The problem with battery research is the size of the solution space. There are hundreds of billions of potential compounds of molecules, and to even start testing these compounds, one needs to find the structure that will make batteries which work, which conserve energy well, and very importantly, which are safe.
Therefore, the holy grail here would be a function which, given a structure, quickly outputs the various characteristics, but of course we’re still very far away from that. Instead, the aim of the paper is to try and see if it’s possible to predict the atomisation energy of the molecules. This property can be used to immediately filter out bad compounds, and therefore allow researchers to focus on the ones with more potential. There are two currently used methods to compute these, one which lacks speed (G4MP2), and the other accuracy (B3LYP).

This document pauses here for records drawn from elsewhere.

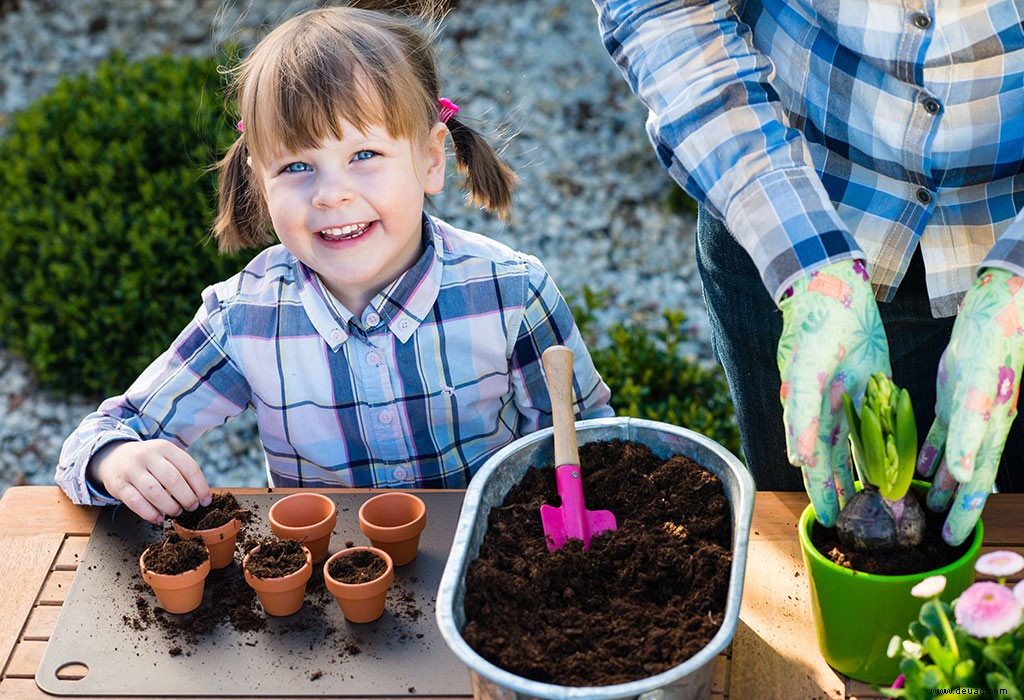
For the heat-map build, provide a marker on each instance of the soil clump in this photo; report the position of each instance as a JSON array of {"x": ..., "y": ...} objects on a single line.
[
  {"x": 358, "y": 567},
  {"x": 642, "y": 599},
  {"x": 174, "y": 555}
]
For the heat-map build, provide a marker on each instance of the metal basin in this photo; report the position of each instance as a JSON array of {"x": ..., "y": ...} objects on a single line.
[{"x": 690, "y": 680}]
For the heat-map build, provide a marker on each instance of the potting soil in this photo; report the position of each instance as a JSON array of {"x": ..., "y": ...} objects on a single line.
[{"x": 643, "y": 599}]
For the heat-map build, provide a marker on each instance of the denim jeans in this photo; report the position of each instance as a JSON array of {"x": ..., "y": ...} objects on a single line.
[{"x": 745, "y": 326}]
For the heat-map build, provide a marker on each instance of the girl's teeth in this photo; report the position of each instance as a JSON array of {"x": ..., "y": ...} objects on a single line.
[{"x": 350, "y": 231}]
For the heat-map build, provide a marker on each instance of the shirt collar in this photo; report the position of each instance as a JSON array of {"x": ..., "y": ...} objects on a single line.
[{"x": 401, "y": 306}]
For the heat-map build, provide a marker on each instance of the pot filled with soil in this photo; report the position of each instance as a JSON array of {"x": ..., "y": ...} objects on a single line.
[
  {"x": 176, "y": 568},
  {"x": 645, "y": 608},
  {"x": 216, "y": 525},
  {"x": 884, "y": 542},
  {"x": 358, "y": 577},
  {"x": 393, "y": 522},
  {"x": 307, "y": 518},
  {"x": 279, "y": 570},
  {"x": 860, "y": 602}
]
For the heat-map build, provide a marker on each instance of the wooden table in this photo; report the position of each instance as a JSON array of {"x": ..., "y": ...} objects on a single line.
[{"x": 773, "y": 655}]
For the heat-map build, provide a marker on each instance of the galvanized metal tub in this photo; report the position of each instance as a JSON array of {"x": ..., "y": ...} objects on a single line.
[{"x": 690, "y": 680}]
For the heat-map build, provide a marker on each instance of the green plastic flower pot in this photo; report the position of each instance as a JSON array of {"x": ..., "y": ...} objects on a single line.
[{"x": 856, "y": 614}]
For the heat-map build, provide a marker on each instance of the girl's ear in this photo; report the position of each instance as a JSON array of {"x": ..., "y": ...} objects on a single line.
[{"x": 433, "y": 181}]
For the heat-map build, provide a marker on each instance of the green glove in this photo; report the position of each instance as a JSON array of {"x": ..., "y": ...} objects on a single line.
[
  {"x": 976, "y": 400},
  {"x": 833, "y": 340}
]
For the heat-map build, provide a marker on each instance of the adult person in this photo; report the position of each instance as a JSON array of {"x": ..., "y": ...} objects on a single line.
[{"x": 858, "y": 169}]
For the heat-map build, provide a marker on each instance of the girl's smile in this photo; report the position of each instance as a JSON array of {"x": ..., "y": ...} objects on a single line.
[{"x": 351, "y": 209}]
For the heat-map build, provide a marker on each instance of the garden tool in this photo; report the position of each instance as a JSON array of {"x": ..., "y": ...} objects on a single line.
[{"x": 571, "y": 519}]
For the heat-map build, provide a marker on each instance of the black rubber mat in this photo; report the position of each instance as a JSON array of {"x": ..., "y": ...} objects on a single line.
[{"x": 102, "y": 624}]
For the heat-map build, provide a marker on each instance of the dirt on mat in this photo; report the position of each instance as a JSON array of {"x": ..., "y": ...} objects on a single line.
[
  {"x": 931, "y": 554},
  {"x": 641, "y": 600}
]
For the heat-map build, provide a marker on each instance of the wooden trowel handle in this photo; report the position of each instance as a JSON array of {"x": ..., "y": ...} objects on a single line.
[{"x": 558, "y": 367}]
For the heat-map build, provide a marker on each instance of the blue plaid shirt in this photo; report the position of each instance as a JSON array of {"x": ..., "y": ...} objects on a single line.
[
  {"x": 824, "y": 130},
  {"x": 442, "y": 369}
]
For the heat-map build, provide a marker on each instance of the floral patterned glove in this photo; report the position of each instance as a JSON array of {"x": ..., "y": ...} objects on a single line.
[
  {"x": 833, "y": 340},
  {"x": 976, "y": 400}
]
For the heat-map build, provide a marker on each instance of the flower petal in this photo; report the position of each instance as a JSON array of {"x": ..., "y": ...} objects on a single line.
[
  {"x": 999, "y": 563},
  {"x": 929, "y": 587},
  {"x": 987, "y": 609}
]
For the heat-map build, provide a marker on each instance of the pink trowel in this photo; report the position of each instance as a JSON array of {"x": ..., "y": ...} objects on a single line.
[{"x": 571, "y": 519}]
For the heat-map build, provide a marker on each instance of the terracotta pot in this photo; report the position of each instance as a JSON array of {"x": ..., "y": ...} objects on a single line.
[
  {"x": 283, "y": 595},
  {"x": 219, "y": 540},
  {"x": 360, "y": 602},
  {"x": 177, "y": 593},
  {"x": 393, "y": 522},
  {"x": 309, "y": 518}
]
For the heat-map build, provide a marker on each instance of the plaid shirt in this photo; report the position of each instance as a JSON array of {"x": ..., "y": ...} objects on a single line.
[
  {"x": 823, "y": 130},
  {"x": 441, "y": 370}
]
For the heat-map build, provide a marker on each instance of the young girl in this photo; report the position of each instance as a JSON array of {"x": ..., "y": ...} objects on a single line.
[{"x": 378, "y": 346}]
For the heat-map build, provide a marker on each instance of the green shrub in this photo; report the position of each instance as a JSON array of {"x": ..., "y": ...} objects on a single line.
[
  {"x": 105, "y": 203},
  {"x": 650, "y": 378}
]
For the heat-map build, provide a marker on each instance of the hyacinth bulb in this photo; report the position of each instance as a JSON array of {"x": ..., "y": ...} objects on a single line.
[{"x": 871, "y": 523}]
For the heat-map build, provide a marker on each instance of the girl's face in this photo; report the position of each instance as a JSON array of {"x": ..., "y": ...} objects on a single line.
[{"x": 351, "y": 210}]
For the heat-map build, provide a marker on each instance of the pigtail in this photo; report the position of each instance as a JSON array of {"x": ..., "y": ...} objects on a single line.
[
  {"x": 488, "y": 178},
  {"x": 242, "y": 217}
]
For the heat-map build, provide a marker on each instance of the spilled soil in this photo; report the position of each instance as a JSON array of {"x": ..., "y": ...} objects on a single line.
[{"x": 642, "y": 599}]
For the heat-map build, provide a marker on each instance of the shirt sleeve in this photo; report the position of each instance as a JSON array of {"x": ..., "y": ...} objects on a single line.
[
  {"x": 189, "y": 389},
  {"x": 717, "y": 126},
  {"x": 547, "y": 320}
]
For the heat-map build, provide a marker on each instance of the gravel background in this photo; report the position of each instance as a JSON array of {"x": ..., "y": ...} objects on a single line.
[{"x": 591, "y": 202}]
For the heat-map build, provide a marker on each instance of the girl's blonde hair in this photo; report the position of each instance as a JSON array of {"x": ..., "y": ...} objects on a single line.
[{"x": 370, "y": 67}]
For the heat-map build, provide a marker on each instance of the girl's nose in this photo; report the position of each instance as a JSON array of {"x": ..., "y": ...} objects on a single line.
[{"x": 332, "y": 191}]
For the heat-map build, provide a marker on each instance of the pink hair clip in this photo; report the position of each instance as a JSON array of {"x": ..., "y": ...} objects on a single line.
[{"x": 448, "y": 111}]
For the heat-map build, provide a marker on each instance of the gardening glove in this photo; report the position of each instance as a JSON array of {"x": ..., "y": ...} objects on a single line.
[
  {"x": 976, "y": 400},
  {"x": 833, "y": 340}
]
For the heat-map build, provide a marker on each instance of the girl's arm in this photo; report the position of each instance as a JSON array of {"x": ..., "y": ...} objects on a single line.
[
  {"x": 189, "y": 389},
  {"x": 546, "y": 321}
]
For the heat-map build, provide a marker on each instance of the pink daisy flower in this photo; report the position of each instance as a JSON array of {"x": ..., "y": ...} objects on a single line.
[
  {"x": 987, "y": 609},
  {"x": 999, "y": 564}
]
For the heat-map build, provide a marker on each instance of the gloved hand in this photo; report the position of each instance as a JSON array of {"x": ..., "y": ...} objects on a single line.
[
  {"x": 976, "y": 400},
  {"x": 833, "y": 340}
]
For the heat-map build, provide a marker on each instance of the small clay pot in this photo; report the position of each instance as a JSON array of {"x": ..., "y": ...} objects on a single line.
[
  {"x": 360, "y": 602},
  {"x": 179, "y": 593},
  {"x": 393, "y": 522},
  {"x": 219, "y": 540},
  {"x": 282, "y": 595},
  {"x": 308, "y": 518}
]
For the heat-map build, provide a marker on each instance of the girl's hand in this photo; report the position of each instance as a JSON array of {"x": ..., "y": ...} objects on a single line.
[{"x": 154, "y": 478}]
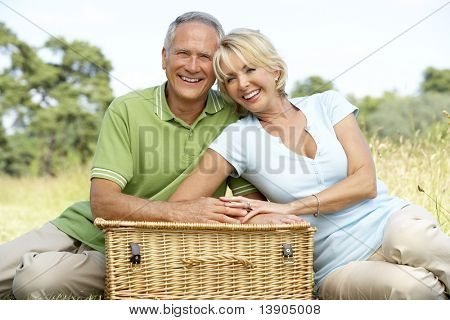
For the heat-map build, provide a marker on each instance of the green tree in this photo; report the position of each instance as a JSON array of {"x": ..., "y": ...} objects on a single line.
[
  {"x": 56, "y": 102},
  {"x": 311, "y": 85},
  {"x": 368, "y": 105},
  {"x": 436, "y": 80},
  {"x": 407, "y": 116}
]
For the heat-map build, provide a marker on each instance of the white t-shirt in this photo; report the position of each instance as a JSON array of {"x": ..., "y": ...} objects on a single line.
[{"x": 283, "y": 176}]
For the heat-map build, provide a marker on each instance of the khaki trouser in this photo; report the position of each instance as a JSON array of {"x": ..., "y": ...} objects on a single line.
[
  {"x": 47, "y": 263},
  {"x": 412, "y": 263}
]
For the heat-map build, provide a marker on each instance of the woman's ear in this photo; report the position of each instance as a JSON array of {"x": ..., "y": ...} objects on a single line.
[{"x": 276, "y": 75}]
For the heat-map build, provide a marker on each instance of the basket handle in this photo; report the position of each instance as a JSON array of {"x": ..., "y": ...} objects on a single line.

This is where the ML approach starts. They approached three methods: kernel based ridge regression (FCHL), and continuous filter convolutional neural network (SchNet), and with various targets and model. The method that worked the best was using Δ-learning. that is training on the difference between B3LYP and G4MP2 energies.
Overall, SchNet-delta and FCHL-delta were the best perfmorming models, achieving similar results after training. However, FCHL required less training data but more computing power, whereas the SchNet had the opposite property. Furthermore, FCHL execution time scales linearly with the size of the training dataset, since it needs to compare the current molecule with known ones, whereas one of the great advantages of neural networks is their execution speed. Once the network is trained, it amounts to a series of matrix multiplications. Even deep convolutional neural networks on an average CPU will still give results of the order of tenths of seconds per prediction. Therefore, if the neural network was able to get good accuracy, it would get the speed for free.
Even on heavier molecules, which are much harder to predict and for which there was less and even no training data available, the models still achieved a better accuracy than B3LYP.
Our best-performing model, SchNet delta, predicts G4MP2 energies with an MAE of only 4.5 meV (0.1 kcal/mol) after being trained on 117,232 molecules: much less than that between the experiment and G4MP2 (~0.8 kcal/mol)
Overall, this shows a great example of applying machine learning for research purposes. It is not about solving the problem or writing the equations for us, but instead helping the researcher focus on the more promising paths. This is the use case I personally envisage Machine Learning will develop and achieve the most: not as central decision making computer, but rather as an assistant to human decision.
The authors did a lot more work than shown in this article, testing more methods, in more varied conditions, that were not discussed in this article. If interested, the link and reference is provided below.
Have a good day!
Ward, L., Blaiszik, B., Foster, I., Assary, R., Narayanan, B., & Curtiss, L. (2019). Machine learning prediction of accurate atomization energies of organic molecules from low-fidelity quantum chemical calculations. MRS Communications, 9(3), 891–899. doi:10.1557/mrc.2019.107
“Ricardo study finds electric and hybrid cars have a higher carbon footprint during production than conventional vehicles, but still offer a lower footprint over the full life cycle”. Green Car Congress. 2011–06–08. Retrieved 2011–06–11.